To understand the math behind GOSS in more detail, it's helpful to first review some of the key concepts behind gradient boosting. In gradient boosting, a model is trained by iteratively adding weak learners (e.g., decision trees) to the model, with each new learner being trained on the residual errors of the previous learners. This process continues until the model reaches a predefined stopping criterion.
At each iteration, GOSS selects a subset of the training data based on the gradients of the loss function with respect to the current model.
In detail, GOSS uses a two-step process to determine the subset of data instances to consider for split points:
For each data instance, the algorithm computes its gradient and adds it to a sorted list.
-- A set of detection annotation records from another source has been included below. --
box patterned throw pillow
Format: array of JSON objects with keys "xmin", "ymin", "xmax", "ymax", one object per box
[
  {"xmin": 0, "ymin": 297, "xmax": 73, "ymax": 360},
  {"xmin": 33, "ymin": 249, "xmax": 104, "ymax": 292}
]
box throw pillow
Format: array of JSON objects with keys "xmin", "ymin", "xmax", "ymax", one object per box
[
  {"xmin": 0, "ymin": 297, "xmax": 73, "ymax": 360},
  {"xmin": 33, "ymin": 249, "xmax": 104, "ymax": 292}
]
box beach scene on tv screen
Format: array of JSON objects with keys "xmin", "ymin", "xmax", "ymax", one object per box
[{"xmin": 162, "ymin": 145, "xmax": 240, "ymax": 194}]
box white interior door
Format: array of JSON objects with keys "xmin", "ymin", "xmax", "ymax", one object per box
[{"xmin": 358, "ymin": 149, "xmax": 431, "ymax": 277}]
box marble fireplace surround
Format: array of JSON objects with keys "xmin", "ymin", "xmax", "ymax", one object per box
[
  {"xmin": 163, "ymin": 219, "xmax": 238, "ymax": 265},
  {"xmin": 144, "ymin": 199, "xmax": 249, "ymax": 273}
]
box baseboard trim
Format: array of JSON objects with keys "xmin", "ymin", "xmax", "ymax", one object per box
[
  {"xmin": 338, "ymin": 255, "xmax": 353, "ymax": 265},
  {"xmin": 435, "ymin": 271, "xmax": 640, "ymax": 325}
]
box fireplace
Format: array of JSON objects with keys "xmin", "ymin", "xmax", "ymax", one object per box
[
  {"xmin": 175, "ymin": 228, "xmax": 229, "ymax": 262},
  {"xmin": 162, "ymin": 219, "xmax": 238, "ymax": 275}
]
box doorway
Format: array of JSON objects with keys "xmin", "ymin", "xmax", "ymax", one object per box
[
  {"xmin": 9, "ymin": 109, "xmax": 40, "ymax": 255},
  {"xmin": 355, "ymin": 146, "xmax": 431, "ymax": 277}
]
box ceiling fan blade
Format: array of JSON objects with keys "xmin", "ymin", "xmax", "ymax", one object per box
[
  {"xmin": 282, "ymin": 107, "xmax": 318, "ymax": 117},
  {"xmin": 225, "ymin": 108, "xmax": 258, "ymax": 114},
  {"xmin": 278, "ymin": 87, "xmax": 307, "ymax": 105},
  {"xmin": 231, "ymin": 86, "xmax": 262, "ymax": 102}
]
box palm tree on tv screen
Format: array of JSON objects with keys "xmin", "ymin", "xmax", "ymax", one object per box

This list is then divided into two parts: the top (i.e. largest) $K$ gradients, and the bottom (i.e. smallest) $N-K$ gradients. The top $K$ gradients are considered large gradients and the bottom $N-K$ gradients are considered small gradients .
For the large gradients , the algorithm includes all of the corresponding data instances in the subset of data instances to consider for split points. For the small gradients, the algorithm randomly samples a fixed number of data instances to include in the subset. The number of data instances to sample is determined by a parameter called bagging fraction.
In summary, the basic idea behind GOSS is to sample instances in a way that takes into account the gradient of the loss function with respect to the predictions made by the model. This is done by retaining a certain percentage of instances with the largest gradients, while randomly sampling the remaining instances. This allows the model to focus on instances that are more important for training, while still maintaining a diverse training set.
The exact details of the GOSS algorithm can be found in the LightGBM paper, which is available here: LightGBM: A Highly Efficient Gradient Boosting Decision Tree. In particular, the GOSS algorithm is described in Section 3.3 of the paper.